Exposition dans le cadre de Lyon Septembre de la Photographie 2006 "Des corps dans la ville" et 2008 "Identités"


Le site CORPS ERODES


"Mon travail photographique a toujours eu pour point de départ le corps et la pierre, deux éléments récurrents dans mes images depuis maintenant plusieurs années. Deux sujets totalement différents au premier abord, mais que j’ai eu envie de relier par un nouvel élément qui me paraît commun aux deux : la mémoire. Le corps a une mémoire, à court terme : il marque la mémoire d’une vie vécue. Au point d’origine, le corps est le même pour tous, cependant chacun de nous est constitué d’une somme de détails, ceux-la même (la couleur des yeux, des cheveux, de la peau…) qui créent l’unicité. Personnellement, je ne conçois l’unicité que par l’intériorité propre aux corps. Chacun de nos corps est indissociable d’une conscience, d’une vie intérieure qui crée une certaine unicité à l’échelle de la vie humaine ; nos esprits ont suivi une certaine orientation, dans leur évolution et leur soif d’apprendre, par différentes expériences. Une certaine unicité de l’esprit se forme ainsi par une interprétation différente de ces expériences vécues.
Mais le corps s’érode, vieillit, accuse l’assaut du temps. La pierre, elle, traverse le temps et les âges. Elle ne dure pas que le temps d’une vie, mais perdure, voit passer des multitudes de vies, comme une sorte de regard témoin, le support d’une mémoire collective. L’homme par le biais de la religion, de la politique, de l’art…cherche à s’inscrire dans la pierre, à perdurer comme elle (les tables de la loi, les pierres tombales, la statuaire antique, les bas-reliefs, …), il cherche toujours à rester présent, comme attaché à un lieu, à une époque, et à laisser la trace de ce présent.

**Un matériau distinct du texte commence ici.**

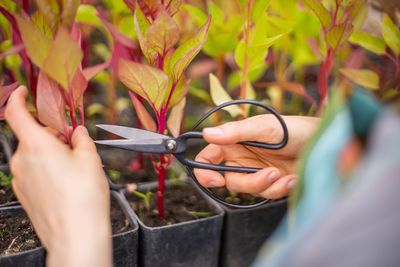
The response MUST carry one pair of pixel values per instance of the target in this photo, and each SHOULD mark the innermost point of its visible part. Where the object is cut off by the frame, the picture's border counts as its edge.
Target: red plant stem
(72, 110)
(162, 173)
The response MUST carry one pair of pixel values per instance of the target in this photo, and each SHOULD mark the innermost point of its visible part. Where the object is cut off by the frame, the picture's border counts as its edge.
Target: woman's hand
(278, 166)
(63, 190)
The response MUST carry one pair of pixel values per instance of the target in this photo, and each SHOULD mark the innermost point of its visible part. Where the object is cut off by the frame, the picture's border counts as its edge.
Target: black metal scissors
(150, 142)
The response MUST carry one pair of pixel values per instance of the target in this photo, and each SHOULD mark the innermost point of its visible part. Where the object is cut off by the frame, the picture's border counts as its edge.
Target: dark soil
(235, 198)
(182, 203)
(6, 195)
(119, 222)
(16, 233)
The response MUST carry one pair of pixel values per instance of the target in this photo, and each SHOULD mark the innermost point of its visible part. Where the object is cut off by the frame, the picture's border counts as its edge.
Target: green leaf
(255, 53)
(339, 34)
(64, 58)
(37, 45)
(391, 34)
(69, 12)
(322, 13)
(50, 10)
(144, 117)
(148, 82)
(363, 77)
(259, 8)
(216, 13)
(163, 33)
(141, 26)
(369, 42)
(185, 53)
(87, 14)
(175, 118)
(220, 96)
(180, 92)
(197, 15)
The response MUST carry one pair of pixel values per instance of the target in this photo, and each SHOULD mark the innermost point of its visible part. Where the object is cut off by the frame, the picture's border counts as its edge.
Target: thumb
(81, 140)
(264, 128)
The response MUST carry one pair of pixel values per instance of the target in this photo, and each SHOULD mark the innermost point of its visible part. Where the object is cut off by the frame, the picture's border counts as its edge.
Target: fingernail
(213, 131)
(83, 130)
(273, 176)
(291, 185)
(213, 184)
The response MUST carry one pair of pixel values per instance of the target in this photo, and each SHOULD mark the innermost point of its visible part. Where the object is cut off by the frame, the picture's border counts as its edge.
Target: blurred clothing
(339, 220)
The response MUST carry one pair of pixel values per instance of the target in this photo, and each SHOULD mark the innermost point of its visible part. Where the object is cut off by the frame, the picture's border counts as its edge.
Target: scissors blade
(155, 145)
(131, 133)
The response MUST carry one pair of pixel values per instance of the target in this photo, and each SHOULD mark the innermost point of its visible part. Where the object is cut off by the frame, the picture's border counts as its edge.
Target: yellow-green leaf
(220, 96)
(144, 117)
(185, 53)
(141, 26)
(148, 82)
(64, 58)
(369, 42)
(391, 34)
(175, 118)
(363, 77)
(338, 34)
(87, 14)
(37, 45)
(322, 13)
(163, 33)
(255, 53)
(69, 11)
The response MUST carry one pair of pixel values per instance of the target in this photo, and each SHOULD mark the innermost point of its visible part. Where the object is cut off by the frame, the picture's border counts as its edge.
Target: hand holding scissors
(145, 141)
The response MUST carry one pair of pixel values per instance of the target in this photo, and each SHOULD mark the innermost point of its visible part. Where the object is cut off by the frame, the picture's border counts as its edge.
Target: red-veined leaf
(117, 34)
(92, 71)
(148, 82)
(141, 26)
(49, 10)
(143, 115)
(37, 45)
(5, 92)
(50, 105)
(163, 33)
(64, 58)
(185, 53)
(175, 118)
(338, 34)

Passé ou futur ? Une image photographique se range du coté des images exactes, mais de ce point de départ j’aimerais parvenir à des débordements sur des images intérieures, retrouver à l’extérieure une sorte de reflet de ce qui est à l’intérieur de moi, de nous. Je souhaite créer des images impermanentes : apparaissent-elles ?, disparaissent-elles ?, à chacun de le définir ; des représentations du corps qui arrêtent le regard et permettent une observation, sans s’y attacher, de formes qui apparaissent (ou disparaissent…) et dont le spectateur est pleinement conscient. Quelles que soient les formes qui apparaissent, le spectateur doit les considérer extérieurement par l’œil et intérieurement par la pensée.


Je cherche à mettre en image la part invisible de l’être en illustrant l’effet des sentiments et des émotions sur et par le corps humain. Mes images parlent du rapport que nous entretenons avec d’une part, ce qu’il y a de plus personnel et privé, le corps, et, d’autre part, ce qui nous dépasse par la grandeur, la nature. De part leur charge métaphorique mes photographies agissent comme des débordements sur le monde de l’inconscient."